The use of arsenic as a poison is widely documented. As a result, many people are alarmed when they hear that their drinking water, either from a public or private water system, may contain an amount of arsenic. What do you do if your water contains arsenic, and can it be removed? This Q&A addresses these questions and more.
Arsenic can combine with other elements to form inorganic and organic arsenicals. In general, inorganic derivatives are regarded as more toxic than the organic forms. While food can contain both inorganic and organic arsenicals, primarily inorganic forms are present in water.
Exposure to arsenic at high levels poses potential serious health effects as it is a known human carcinogen, or cancer-causing agent. It also has been reported to affect the vascular system in humans and has been associated with the development of diabetes.

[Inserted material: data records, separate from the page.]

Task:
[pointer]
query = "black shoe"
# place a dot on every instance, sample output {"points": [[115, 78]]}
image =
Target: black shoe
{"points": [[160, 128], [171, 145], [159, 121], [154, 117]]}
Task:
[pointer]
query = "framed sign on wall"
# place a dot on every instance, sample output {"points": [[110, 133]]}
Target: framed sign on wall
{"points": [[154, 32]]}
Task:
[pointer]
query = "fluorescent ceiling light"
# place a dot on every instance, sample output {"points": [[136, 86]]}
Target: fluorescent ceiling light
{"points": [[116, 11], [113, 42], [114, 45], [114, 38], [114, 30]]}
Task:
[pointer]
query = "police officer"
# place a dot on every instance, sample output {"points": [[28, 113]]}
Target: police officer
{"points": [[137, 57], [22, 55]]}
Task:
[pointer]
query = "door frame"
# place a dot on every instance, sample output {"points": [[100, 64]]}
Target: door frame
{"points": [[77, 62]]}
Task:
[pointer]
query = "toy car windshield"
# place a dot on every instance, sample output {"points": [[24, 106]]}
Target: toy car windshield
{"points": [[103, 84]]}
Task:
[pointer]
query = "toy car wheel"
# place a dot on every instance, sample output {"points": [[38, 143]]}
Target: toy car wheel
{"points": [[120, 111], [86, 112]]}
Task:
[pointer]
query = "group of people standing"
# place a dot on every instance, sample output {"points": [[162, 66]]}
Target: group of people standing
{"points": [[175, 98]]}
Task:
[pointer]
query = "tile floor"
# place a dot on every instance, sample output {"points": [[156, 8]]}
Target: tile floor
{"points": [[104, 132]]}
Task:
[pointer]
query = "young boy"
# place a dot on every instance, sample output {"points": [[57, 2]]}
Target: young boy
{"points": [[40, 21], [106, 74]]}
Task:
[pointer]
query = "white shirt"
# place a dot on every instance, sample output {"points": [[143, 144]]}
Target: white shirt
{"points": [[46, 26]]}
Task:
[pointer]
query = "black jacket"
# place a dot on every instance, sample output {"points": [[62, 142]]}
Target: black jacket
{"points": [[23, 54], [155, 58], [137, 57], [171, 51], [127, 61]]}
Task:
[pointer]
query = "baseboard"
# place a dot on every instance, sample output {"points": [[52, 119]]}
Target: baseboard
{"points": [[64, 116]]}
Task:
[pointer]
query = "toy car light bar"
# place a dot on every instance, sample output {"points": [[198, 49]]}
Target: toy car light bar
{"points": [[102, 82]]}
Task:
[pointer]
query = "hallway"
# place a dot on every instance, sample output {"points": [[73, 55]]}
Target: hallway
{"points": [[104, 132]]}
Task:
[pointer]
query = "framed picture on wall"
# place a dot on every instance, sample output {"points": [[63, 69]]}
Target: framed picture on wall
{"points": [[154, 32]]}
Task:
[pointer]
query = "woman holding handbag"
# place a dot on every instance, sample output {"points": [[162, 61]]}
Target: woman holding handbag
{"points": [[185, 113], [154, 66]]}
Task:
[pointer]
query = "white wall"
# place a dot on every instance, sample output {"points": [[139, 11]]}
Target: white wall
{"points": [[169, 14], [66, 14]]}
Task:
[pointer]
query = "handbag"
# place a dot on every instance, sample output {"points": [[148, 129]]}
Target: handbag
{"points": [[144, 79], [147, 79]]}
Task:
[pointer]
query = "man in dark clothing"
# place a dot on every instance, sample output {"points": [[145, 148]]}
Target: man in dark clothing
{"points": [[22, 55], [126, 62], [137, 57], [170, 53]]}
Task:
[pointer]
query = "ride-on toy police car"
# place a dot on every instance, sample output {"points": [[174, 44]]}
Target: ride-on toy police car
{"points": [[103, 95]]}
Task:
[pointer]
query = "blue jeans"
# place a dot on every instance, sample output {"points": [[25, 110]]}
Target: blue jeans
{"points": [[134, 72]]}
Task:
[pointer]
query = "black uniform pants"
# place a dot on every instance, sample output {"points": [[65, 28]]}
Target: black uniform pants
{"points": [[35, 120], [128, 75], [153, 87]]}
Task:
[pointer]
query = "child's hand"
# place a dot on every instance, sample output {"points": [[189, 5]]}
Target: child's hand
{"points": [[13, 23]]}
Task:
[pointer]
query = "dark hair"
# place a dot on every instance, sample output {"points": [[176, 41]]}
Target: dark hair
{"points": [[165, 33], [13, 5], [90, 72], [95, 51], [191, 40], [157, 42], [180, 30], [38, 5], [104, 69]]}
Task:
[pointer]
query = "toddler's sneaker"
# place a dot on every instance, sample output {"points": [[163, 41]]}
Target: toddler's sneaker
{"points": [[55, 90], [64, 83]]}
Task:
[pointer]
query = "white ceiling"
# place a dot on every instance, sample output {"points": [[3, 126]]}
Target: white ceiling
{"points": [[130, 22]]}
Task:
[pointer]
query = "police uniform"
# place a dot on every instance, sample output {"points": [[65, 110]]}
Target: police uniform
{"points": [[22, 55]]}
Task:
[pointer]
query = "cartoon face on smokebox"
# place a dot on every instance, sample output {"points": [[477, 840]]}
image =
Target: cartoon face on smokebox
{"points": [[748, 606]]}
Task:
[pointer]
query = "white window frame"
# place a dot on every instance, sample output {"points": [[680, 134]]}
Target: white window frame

Arsenic enters the human body principally through the mouth, according to the Centers for Disease Control and Prevention (CDC), and inhaled arsenic also is absorbed through the lungs into the bloodstream. “Small amounts of arsenic may enter the body through the skin, but this is not usually an important consideration,” reads the CDC’s Public Health Statement on arsenic
Private well water should be tested annually for bacteria, nitrates, and anything else of concern to the well owner, such as arsenic. Testing should be conducted by a certified drinking water laboratory. Visit http://water.epa.gov/scitech/drinkingwater/labcert/statecertification.cfm to find your state drinking water testing laboratory certification officer who can provide a list of certified labs in your area, or call the Private Well Owner Hotline at (855) 420-9355.
If you do have an arsenic level in your water that is higher than you would like, there are water treatment technologies available to address the problem.
Some of the treatment technologies may not be amenable to point-of-entry, or whole-house, treatments. In these cases, point-of-use units, which treat water at the tap, may be the best option.
Following installation of a treatment device, water quality should again be tested to verify the operation of the device. After that, water should be tested at least annually to confirm treatment effectiveness. A maintenance agreement for such devices is highly recommended.
Again, since water quality varies greatly, be sure to have your water tested and consult a local water professional for advice before purchasing a water treatment system.
Testing water for arsenic in areas where arsenic is a concern is an important strategy for private water well owners to safeguard the health and well-being of their family. Working with a water professional to monitor and maintain the quality of the well and water supply is an important responsibility of the private water system owner. Your groundwater contractor is your central source of information about caring for your system.